Three Reasons Why You Should Not Read Beowulf
Patry Francis recently listed Beowulf under the heading of Great Books that I Personally Hated. I flinched when I read that, and it immediately launched this diatribe (aimed at the creators of Surveys of English Literature) in my head -- which boils down, basically, to three reasons why you should not read the poem at all.
1. People say you should read it because it is the beginning of English Literature. This is not true. It has nothing to do with the formation of English Literature. Chaucer, Shakespeare, and Milton never heard of it. After its rediscovery and translation in the 19th Century it had some minor influence on English poetry. Not much. There'd be a much better case for reading Virgil at the beginning of an English syllabus than for reading Beowulf.
2. People say you should read it because it tells you about the Old Germanic peoples that the English arose from. Well, sure. So does Old High German. So does Old Frisian. So does Old Norse. Why pick this one difficult, idiosyncratic poem -- which exists in only one manuscript, and is referred to by no other medieval writer -- and pretend it's the national epic of the English? I'll tell you why. Because the English dearly wanted to have a national epic, in the 19th Century, when nationalism was trendy, so they made one up. It will teach you precisely nothing about the English nation (whatever that is.)

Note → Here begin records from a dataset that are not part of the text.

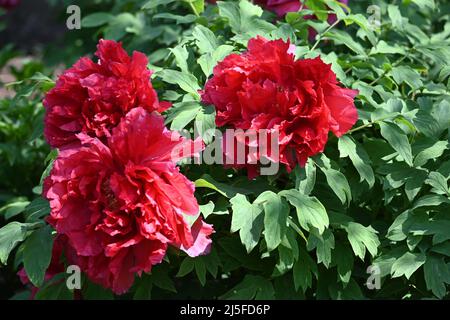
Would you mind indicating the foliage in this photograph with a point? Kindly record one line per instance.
(378, 196)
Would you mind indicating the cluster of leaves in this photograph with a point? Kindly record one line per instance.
(377, 197)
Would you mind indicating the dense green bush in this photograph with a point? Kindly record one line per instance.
(377, 197)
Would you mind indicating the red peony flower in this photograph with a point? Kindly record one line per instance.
(92, 97)
(121, 203)
(266, 88)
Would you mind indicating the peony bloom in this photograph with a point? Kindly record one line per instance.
(123, 202)
(91, 98)
(266, 88)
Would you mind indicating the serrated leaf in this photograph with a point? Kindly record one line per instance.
(247, 218)
(310, 211)
(362, 237)
(37, 254)
(276, 212)
(407, 264)
(10, 236)
(349, 148)
(398, 140)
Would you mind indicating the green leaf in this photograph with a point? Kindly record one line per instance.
(319, 9)
(144, 288)
(408, 75)
(252, 287)
(338, 183)
(398, 140)
(13, 209)
(229, 191)
(438, 182)
(303, 270)
(407, 264)
(37, 254)
(154, 3)
(96, 19)
(198, 5)
(437, 274)
(430, 153)
(186, 81)
(10, 236)
(310, 211)
(92, 291)
(205, 39)
(161, 279)
(362, 237)
(37, 209)
(182, 113)
(205, 124)
(207, 209)
(181, 56)
(341, 37)
(305, 178)
(343, 257)
(423, 4)
(209, 60)
(276, 212)
(349, 148)
(247, 218)
(122, 24)
(323, 244)
(395, 16)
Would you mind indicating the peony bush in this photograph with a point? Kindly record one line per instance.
(143, 170)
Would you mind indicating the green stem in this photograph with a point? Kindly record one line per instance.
(296, 228)
(321, 34)
(370, 124)
(193, 8)
(396, 63)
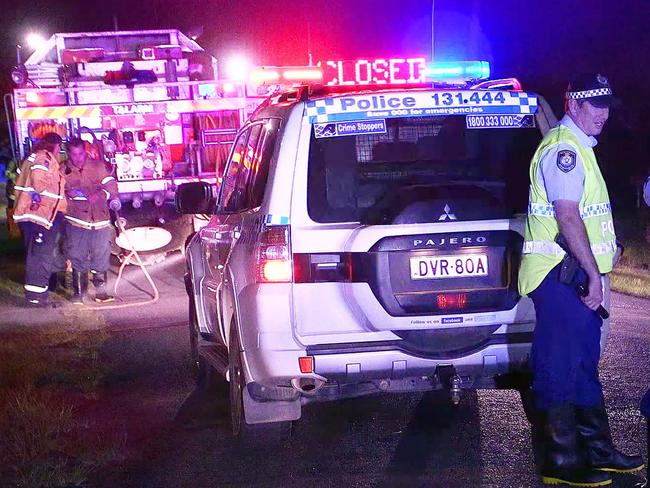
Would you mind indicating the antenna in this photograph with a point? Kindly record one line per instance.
(309, 44)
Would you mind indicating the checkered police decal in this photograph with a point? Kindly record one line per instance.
(419, 104)
(599, 92)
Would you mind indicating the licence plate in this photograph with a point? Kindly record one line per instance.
(458, 266)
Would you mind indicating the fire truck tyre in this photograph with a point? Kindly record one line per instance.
(252, 435)
(187, 243)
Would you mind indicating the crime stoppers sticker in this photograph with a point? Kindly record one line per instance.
(337, 129)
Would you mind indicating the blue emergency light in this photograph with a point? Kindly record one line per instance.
(458, 71)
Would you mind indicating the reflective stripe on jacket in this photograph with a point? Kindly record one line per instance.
(540, 252)
(39, 175)
(88, 191)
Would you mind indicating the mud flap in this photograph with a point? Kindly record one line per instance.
(265, 412)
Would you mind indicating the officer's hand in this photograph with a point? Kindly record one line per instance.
(115, 205)
(75, 193)
(595, 296)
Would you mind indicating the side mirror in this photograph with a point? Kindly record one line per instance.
(196, 197)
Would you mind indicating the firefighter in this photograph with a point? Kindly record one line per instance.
(568, 195)
(40, 205)
(90, 192)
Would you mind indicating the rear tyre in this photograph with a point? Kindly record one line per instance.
(255, 435)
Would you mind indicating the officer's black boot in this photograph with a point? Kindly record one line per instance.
(563, 464)
(78, 287)
(596, 439)
(53, 282)
(99, 280)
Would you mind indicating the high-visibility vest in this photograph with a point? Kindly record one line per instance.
(540, 252)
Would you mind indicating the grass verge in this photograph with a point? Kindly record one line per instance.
(50, 377)
(632, 275)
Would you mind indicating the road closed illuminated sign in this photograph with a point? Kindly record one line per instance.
(374, 71)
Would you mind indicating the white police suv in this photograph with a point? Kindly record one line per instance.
(365, 239)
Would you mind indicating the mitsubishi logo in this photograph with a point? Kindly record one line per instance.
(447, 214)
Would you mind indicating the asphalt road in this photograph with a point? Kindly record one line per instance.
(180, 435)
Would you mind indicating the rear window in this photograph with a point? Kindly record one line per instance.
(420, 170)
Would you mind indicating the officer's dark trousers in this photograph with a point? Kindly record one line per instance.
(566, 346)
(42, 256)
(88, 249)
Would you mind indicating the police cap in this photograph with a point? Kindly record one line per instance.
(594, 88)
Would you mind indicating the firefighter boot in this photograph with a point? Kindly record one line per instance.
(99, 280)
(596, 438)
(78, 287)
(562, 463)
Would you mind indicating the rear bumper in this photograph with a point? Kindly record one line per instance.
(476, 369)
(387, 366)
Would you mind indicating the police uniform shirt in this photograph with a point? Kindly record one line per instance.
(561, 170)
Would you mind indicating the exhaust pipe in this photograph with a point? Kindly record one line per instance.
(307, 386)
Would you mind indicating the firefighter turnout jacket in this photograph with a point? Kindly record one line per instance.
(88, 192)
(39, 188)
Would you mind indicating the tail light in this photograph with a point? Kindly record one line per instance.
(452, 301)
(274, 264)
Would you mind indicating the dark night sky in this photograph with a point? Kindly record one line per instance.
(541, 41)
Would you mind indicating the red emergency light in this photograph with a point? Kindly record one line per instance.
(272, 75)
(452, 301)
(128, 75)
(381, 71)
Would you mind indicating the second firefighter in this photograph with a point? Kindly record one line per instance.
(90, 190)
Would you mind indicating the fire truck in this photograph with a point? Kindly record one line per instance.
(148, 103)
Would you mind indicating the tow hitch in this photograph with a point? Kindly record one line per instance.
(446, 375)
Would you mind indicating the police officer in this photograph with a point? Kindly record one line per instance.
(40, 204)
(90, 190)
(568, 195)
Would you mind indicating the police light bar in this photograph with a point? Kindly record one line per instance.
(454, 72)
(277, 75)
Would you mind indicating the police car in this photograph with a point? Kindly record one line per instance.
(366, 238)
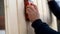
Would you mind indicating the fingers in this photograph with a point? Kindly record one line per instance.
(32, 8)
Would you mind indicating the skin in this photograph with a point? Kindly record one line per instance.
(32, 12)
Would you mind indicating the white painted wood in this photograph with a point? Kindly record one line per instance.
(21, 17)
(15, 20)
(11, 19)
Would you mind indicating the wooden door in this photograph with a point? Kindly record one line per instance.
(15, 19)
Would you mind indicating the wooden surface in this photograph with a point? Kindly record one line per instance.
(2, 22)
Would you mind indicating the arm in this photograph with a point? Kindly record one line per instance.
(54, 8)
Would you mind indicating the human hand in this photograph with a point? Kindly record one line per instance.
(32, 12)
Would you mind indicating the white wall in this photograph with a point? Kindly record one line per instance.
(2, 31)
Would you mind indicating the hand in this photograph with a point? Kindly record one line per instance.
(50, 0)
(32, 12)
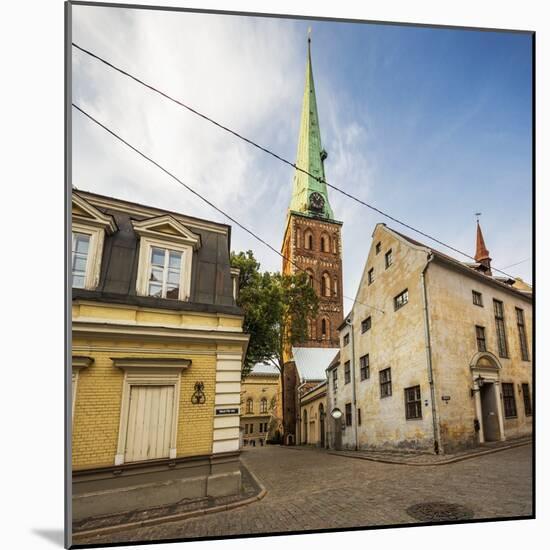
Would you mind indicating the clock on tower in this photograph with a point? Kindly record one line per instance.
(316, 201)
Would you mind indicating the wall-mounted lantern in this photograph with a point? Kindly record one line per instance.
(198, 397)
(480, 381)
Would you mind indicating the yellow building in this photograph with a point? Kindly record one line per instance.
(435, 354)
(260, 421)
(157, 351)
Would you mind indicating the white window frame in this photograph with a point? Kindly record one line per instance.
(148, 372)
(178, 238)
(90, 221)
(144, 265)
(95, 251)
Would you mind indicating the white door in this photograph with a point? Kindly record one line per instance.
(149, 423)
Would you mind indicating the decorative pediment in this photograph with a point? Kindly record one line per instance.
(485, 360)
(167, 228)
(84, 212)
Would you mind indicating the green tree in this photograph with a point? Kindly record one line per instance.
(276, 310)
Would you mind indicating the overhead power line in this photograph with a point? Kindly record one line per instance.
(517, 263)
(210, 203)
(278, 157)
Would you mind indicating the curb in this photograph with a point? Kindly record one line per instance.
(174, 517)
(440, 463)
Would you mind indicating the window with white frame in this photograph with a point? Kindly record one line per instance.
(80, 248)
(89, 226)
(164, 273)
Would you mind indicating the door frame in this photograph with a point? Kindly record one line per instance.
(486, 366)
(148, 372)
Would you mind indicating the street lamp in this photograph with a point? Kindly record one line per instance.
(480, 381)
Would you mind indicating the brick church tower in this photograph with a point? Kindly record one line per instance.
(312, 238)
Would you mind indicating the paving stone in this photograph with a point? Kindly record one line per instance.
(311, 489)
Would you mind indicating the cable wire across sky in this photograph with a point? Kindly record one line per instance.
(273, 154)
(210, 203)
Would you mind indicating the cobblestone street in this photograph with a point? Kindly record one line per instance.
(310, 489)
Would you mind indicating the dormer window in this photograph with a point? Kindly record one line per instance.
(165, 273)
(89, 226)
(165, 258)
(81, 246)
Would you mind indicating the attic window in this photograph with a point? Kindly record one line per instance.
(81, 245)
(165, 273)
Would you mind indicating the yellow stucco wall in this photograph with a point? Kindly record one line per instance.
(99, 387)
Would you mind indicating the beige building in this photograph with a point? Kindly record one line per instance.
(313, 407)
(260, 393)
(435, 354)
(157, 352)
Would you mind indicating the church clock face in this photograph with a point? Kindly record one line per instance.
(316, 201)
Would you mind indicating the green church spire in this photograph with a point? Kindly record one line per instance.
(309, 196)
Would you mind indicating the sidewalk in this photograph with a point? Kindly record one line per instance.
(251, 491)
(412, 458)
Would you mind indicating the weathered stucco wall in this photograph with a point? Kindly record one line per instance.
(453, 318)
(313, 407)
(396, 339)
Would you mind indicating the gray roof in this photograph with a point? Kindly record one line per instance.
(261, 368)
(312, 362)
(211, 283)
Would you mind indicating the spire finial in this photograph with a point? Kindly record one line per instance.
(482, 254)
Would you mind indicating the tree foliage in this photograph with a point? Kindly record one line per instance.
(276, 310)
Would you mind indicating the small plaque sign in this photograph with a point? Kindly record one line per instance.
(227, 411)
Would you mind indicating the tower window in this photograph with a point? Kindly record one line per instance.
(325, 285)
(389, 258)
(324, 328)
(325, 243)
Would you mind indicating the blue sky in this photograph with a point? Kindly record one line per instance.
(430, 125)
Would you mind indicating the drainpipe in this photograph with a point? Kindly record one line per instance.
(353, 388)
(429, 354)
(298, 408)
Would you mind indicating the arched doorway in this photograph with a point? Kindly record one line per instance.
(322, 425)
(485, 368)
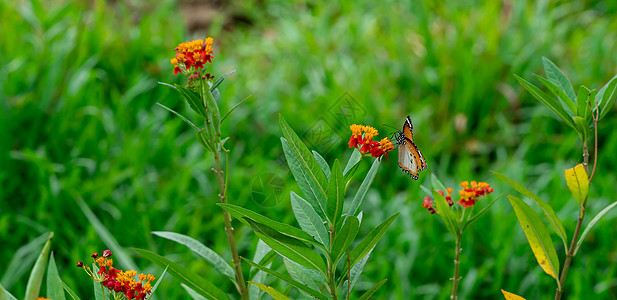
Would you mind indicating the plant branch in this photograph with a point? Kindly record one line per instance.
(456, 278)
(229, 230)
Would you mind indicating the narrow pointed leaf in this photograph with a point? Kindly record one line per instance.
(276, 295)
(242, 214)
(481, 213)
(556, 76)
(537, 236)
(559, 93)
(70, 291)
(179, 115)
(5, 295)
(578, 183)
(304, 157)
(367, 244)
(511, 296)
(306, 184)
(36, 275)
(363, 189)
(220, 80)
(549, 213)
(200, 285)
(322, 164)
(335, 194)
(309, 220)
(592, 224)
(606, 95)
(445, 213)
(344, 237)
(200, 249)
(54, 283)
(289, 247)
(287, 279)
(158, 281)
(297, 273)
(372, 291)
(547, 100)
(355, 158)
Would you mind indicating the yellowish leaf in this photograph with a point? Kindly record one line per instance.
(578, 183)
(510, 296)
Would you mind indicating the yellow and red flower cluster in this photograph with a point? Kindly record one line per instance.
(193, 54)
(362, 139)
(122, 283)
(470, 194)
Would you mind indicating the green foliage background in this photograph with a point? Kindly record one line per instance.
(78, 119)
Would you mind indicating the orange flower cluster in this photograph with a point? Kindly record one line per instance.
(362, 139)
(122, 283)
(193, 54)
(428, 201)
(471, 192)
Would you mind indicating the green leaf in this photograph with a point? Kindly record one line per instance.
(300, 274)
(54, 283)
(192, 293)
(287, 279)
(220, 79)
(548, 101)
(304, 157)
(5, 295)
(344, 237)
(213, 108)
(556, 76)
(537, 236)
(309, 220)
(158, 281)
(119, 253)
(242, 214)
(445, 213)
(582, 108)
(179, 115)
(436, 183)
(372, 291)
(592, 224)
(36, 275)
(572, 108)
(549, 213)
(306, 184)
(578, 183)
(322, 164)
(193, 100)
(276, 295)
(606, 96)
(363, 189)
(335, 193)
(355, 158)
(70, 291)
(289, 247)
(481, 213)
(367, 244)
(200, 285)
(200, 249)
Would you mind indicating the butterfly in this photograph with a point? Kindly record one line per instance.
(410, 159)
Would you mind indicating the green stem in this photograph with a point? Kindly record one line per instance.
(229, 230)
(332, 267)
(456, 278)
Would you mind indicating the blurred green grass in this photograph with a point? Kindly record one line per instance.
(78, 89)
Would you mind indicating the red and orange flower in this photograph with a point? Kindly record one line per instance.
(191, 56)
(122, 283)
(362, 139)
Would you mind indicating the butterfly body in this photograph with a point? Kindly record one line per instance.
(410, 159)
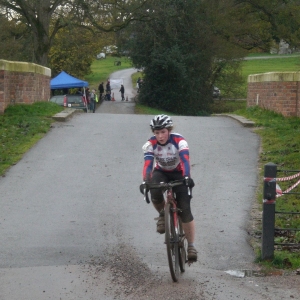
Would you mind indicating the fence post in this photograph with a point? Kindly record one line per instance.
(268, 217)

3. People say it's a great poem. Well, it is, but it translates horribly. Its metrics are foreign and complicated, its images violently compressed, its stock of metaphors is alien to us. Its literary, legendary, and historical allusions are almost all to things we don't know about. Either you flatten it into dreadful broken-backed prose, or wrench it completely away from its poetic roots and stick it in a pot of blank verse or (even worse!) rhymed quatrains or heroic couplets, where it will die a ghastly death, or you create a brand new modern English verse-form that no one but a few scholars will have any idea how to pronounce.
Actually, of course, these are not reasons not to read Beowulf. They are just reasons not to read Beowulf in translation. If you have the time to learn Old English and find your bearings in Old Germanic culture -- it is one of the most beautiful long poems ever written. You'll be just a hop skip & jump also, then from being able to read Old Norse poetry, which is wonderful stuff too. But don't read it as English Literature. Read it as the most beautiful, intricately-wrought artifact of a dead civilization. Which is what it is. If you don't have time to learn old English, don't insult the poem by reading a translation. Just pick up a recording of it, in Old English, by someone who understands Old English metrics, and listen to the music of the words. It's like listening to the sea.